Geoffroy Mathieu explique comment il a travaillé : «Je les ai rencontrés, soit par hasard car je répondais au même moment à une commande sur l’agriculture urbaine pour la communauté d’agglomération de Roissy, soit par des rendez-vous obtenus notamment grâce à l’équipe de recherche en géographie de l’université Paris-XIII intitulée “Glanage : glaner dans les marges du capitalisme urbain”, menée par les géographes Flaminia Paddeu et Fabien Roussel, avec qui je collabore. Il y a aussi les réseaux sociaux et le bouche-à-oreille.»

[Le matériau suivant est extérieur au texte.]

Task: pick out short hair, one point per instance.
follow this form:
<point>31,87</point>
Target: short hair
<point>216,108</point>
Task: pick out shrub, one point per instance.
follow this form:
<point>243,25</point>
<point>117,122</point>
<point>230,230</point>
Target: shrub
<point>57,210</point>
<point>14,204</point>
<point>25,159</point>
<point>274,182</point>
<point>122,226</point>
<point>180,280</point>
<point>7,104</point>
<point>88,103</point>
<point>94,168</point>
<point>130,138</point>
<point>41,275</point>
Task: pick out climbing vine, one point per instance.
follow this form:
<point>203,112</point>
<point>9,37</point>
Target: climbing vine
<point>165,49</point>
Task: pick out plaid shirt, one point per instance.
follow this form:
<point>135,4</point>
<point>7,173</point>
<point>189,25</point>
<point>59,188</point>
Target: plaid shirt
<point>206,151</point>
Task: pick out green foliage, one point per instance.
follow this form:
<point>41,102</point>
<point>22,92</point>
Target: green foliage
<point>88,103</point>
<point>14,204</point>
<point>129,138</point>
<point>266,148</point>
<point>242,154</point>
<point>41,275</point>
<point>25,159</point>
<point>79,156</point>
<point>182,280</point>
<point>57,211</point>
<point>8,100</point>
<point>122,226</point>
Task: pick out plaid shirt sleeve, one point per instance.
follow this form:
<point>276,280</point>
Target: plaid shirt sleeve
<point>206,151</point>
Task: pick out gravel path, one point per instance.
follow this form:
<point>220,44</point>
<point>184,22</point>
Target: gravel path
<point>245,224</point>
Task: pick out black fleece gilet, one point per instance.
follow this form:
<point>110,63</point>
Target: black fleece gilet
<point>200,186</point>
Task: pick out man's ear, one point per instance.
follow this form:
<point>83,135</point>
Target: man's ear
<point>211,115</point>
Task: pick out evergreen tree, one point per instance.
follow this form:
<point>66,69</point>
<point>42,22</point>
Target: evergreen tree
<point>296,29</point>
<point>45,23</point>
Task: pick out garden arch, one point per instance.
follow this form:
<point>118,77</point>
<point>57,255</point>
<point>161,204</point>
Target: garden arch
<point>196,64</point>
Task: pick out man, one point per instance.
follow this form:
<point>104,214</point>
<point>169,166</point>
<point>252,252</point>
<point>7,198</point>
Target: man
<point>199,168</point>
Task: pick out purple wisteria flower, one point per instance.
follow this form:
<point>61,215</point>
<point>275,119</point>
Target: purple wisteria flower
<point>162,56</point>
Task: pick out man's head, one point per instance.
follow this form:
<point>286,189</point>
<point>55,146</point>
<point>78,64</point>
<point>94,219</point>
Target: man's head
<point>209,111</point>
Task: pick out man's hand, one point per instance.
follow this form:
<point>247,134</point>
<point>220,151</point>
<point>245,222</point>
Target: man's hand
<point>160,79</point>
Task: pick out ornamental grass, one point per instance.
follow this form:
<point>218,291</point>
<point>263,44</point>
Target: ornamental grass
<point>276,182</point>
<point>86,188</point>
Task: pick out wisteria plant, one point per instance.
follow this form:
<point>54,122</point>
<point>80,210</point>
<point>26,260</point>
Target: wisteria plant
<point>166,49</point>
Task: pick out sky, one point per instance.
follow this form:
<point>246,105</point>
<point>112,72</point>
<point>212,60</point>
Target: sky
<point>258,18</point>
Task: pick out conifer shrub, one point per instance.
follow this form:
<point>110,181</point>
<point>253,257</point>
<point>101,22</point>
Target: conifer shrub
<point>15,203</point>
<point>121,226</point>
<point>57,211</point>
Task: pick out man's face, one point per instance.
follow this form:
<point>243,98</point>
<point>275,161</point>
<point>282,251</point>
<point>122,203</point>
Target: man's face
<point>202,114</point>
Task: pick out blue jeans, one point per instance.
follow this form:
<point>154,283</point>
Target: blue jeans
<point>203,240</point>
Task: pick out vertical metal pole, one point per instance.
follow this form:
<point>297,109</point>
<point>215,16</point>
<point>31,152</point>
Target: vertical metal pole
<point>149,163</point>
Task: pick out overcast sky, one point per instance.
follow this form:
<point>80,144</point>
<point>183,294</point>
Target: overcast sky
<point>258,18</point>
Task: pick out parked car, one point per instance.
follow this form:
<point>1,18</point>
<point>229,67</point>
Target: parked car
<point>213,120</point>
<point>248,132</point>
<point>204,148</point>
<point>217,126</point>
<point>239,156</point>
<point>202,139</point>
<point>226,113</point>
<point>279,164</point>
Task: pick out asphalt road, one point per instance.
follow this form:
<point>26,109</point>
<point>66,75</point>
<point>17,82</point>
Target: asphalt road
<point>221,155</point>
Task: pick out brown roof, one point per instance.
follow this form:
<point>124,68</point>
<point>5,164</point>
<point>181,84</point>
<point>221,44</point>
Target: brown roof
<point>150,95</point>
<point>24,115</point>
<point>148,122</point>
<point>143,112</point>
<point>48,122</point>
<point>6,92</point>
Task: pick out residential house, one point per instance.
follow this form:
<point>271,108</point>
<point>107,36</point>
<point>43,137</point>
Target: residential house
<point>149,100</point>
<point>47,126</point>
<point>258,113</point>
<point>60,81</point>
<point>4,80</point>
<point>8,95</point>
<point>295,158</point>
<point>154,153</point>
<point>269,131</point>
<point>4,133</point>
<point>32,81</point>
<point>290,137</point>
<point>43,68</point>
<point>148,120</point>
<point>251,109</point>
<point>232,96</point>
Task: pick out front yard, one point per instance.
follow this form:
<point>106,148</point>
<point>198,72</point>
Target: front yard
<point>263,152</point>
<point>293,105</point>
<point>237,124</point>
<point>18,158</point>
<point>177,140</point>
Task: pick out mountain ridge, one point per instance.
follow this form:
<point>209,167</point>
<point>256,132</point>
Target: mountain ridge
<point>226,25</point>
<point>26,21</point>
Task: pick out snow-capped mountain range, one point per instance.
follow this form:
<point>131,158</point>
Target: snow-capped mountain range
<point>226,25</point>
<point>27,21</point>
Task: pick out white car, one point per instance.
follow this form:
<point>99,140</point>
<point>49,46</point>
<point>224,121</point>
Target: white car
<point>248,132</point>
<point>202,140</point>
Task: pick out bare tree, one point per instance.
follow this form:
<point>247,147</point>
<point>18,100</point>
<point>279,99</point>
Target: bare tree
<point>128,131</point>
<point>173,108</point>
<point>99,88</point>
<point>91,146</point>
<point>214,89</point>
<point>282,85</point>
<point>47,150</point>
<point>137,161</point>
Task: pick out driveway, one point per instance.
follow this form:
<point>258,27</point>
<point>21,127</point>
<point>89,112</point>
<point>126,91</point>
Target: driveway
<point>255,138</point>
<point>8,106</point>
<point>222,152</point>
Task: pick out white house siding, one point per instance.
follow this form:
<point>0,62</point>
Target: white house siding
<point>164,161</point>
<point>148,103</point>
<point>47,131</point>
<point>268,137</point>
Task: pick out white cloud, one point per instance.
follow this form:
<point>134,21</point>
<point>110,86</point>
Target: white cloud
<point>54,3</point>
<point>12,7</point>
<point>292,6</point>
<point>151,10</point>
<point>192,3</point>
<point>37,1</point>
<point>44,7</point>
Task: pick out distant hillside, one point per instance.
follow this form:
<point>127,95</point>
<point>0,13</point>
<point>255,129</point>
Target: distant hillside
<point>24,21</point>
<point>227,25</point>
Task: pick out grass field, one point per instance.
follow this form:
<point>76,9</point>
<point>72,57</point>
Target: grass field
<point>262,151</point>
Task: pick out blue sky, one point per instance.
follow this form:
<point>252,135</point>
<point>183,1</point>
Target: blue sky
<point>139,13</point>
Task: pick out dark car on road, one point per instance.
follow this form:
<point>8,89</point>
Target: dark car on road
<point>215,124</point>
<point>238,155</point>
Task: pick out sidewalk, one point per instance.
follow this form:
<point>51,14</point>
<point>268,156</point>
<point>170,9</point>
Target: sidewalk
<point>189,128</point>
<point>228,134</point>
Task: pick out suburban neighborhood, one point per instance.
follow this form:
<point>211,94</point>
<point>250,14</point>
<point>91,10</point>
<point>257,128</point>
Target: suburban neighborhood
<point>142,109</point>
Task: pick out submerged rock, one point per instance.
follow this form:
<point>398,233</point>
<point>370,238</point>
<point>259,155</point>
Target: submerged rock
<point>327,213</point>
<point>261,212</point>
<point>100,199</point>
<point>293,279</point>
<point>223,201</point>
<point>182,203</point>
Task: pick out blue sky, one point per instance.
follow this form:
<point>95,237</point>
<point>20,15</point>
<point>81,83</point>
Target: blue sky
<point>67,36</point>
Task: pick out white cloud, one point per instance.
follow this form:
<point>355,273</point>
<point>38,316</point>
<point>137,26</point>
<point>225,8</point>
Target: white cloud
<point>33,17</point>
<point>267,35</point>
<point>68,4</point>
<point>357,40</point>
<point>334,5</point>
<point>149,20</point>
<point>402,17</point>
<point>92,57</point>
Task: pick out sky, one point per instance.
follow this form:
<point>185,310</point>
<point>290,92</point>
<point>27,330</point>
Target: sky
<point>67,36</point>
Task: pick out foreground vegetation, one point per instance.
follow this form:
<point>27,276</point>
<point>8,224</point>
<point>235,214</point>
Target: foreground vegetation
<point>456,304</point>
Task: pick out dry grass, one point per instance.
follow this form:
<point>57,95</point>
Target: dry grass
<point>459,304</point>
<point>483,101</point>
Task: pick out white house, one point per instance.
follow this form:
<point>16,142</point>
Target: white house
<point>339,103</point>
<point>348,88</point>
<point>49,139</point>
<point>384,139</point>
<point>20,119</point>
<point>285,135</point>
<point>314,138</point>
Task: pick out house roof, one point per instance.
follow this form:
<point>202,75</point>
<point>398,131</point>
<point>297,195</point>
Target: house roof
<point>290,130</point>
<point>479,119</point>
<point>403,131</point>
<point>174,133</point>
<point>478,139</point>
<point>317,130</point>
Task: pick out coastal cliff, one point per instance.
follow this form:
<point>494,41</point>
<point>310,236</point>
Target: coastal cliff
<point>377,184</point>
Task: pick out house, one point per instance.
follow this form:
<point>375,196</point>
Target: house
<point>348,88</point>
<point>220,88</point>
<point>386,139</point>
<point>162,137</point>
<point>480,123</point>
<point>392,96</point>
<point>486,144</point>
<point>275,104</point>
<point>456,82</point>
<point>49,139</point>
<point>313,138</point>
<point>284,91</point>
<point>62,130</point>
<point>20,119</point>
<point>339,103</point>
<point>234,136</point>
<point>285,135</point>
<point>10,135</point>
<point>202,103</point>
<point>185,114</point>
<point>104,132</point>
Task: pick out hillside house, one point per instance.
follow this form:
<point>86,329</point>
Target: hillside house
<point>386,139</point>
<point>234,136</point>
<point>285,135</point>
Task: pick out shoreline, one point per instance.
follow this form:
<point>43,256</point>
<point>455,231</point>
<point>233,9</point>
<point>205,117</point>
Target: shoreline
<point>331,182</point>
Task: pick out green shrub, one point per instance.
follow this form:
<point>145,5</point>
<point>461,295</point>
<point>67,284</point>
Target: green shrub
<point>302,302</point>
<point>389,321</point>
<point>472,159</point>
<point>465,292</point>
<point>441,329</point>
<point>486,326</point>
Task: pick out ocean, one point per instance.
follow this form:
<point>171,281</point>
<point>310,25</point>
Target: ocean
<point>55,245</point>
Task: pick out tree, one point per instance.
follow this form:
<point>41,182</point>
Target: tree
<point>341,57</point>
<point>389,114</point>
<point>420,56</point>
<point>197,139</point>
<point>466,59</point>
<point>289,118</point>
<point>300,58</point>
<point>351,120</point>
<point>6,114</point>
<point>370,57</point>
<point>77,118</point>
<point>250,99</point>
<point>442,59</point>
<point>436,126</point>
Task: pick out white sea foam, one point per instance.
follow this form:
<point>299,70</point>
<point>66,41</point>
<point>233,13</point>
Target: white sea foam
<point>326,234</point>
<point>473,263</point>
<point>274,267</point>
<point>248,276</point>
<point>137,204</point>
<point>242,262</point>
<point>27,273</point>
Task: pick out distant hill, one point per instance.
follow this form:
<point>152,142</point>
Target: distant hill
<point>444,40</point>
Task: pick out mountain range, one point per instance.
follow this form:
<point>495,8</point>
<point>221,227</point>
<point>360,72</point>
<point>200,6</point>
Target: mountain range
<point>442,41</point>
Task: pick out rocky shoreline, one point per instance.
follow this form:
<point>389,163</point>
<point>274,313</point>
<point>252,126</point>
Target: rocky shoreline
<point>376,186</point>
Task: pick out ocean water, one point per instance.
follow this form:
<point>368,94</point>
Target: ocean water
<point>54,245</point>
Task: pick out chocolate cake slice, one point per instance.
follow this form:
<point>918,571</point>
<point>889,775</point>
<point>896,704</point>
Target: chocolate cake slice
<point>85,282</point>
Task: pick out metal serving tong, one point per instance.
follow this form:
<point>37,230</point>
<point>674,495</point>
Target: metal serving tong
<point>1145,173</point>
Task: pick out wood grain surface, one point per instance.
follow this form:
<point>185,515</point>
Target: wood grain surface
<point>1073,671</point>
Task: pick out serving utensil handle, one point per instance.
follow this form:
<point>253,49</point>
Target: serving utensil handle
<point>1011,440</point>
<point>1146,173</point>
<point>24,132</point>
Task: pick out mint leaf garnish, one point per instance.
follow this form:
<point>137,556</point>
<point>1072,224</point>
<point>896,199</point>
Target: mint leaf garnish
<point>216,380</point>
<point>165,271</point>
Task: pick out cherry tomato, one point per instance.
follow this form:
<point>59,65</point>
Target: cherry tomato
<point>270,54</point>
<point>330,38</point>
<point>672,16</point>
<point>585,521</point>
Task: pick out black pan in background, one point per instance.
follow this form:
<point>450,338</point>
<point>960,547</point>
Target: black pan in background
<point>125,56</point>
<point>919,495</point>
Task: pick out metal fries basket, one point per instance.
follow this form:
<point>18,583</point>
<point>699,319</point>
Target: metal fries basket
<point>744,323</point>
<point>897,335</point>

«Je m’intéresse à la pratique du glanage ou plus précisément à la cueillette alimentaire urbaine, certes encore marginale, parce qu’elle témoigne d’un nouvel “art de vivre sur une planète abimée” tel que l’anthropologue américaine Anna Lowenhaupt Tsing l’a défini. […] S’intéresser à ces quelques explorateurs de nos cités, qui parcourent des paysages abîmés pour bénéficier de ce que notre société a involontairement produit par la faillite de son système, c’est porter un regard critique sur le paradigme capitaliste, qui ne voit pas l’or qu’il produit lui-même dans l’écume de ses dérives. Nombre de personnes réinvestissent ces lieux – verger abandonné, friche industrielle ensauvagée regorgeant de mauve, champ intensif de pommes de terre, fin de marché, etc. – pour en retirer des moyens de subsistance alimentaire, pour lutter contre le gâchis ou simplement pour demeurer connectées à leur milieu et leur culture.»
L’artiste précise le profil des cueilleuses et cueilleurs : «On pourrait, dans les cueilleurs et cueilleuses que j’ai pu rencontrer et photographier, définir deux catégories. Ceux qui le font par besoin et parce qu’ils n’ont pas perdu les connaissances botaniques et les savoirs faire pour transformer leur cueillette pour leur alimentation ou leurs soins médicaux. Ils sont d’origine étrangère, souvent primo arrivants, ils cueillent parce qu’ils ont toujours cueilli et que cette pratique est culturellement ancrée en eux. Cela participe de leur art de vivre, de leur cuisine, de leur pharmacopée. Les autres pratiquent cette activité par conviction écologique, par engagement contre le gaspillage, pour se reconnecter avec la nature, par philosophie de vie ou par intérêt botanique. Ils se sont formés à la botanique et à l’ethnobotanique, ils agissent au sein d’association, ils sont parfois artistes ou utilisent cette pratique au sein de programme sociaux.»
Ce travail a été réalisé dans le cadre du Regards du Grand Paris #4, commande photographique nationale, Ateliers Médicis et Centre national des arts plastiques.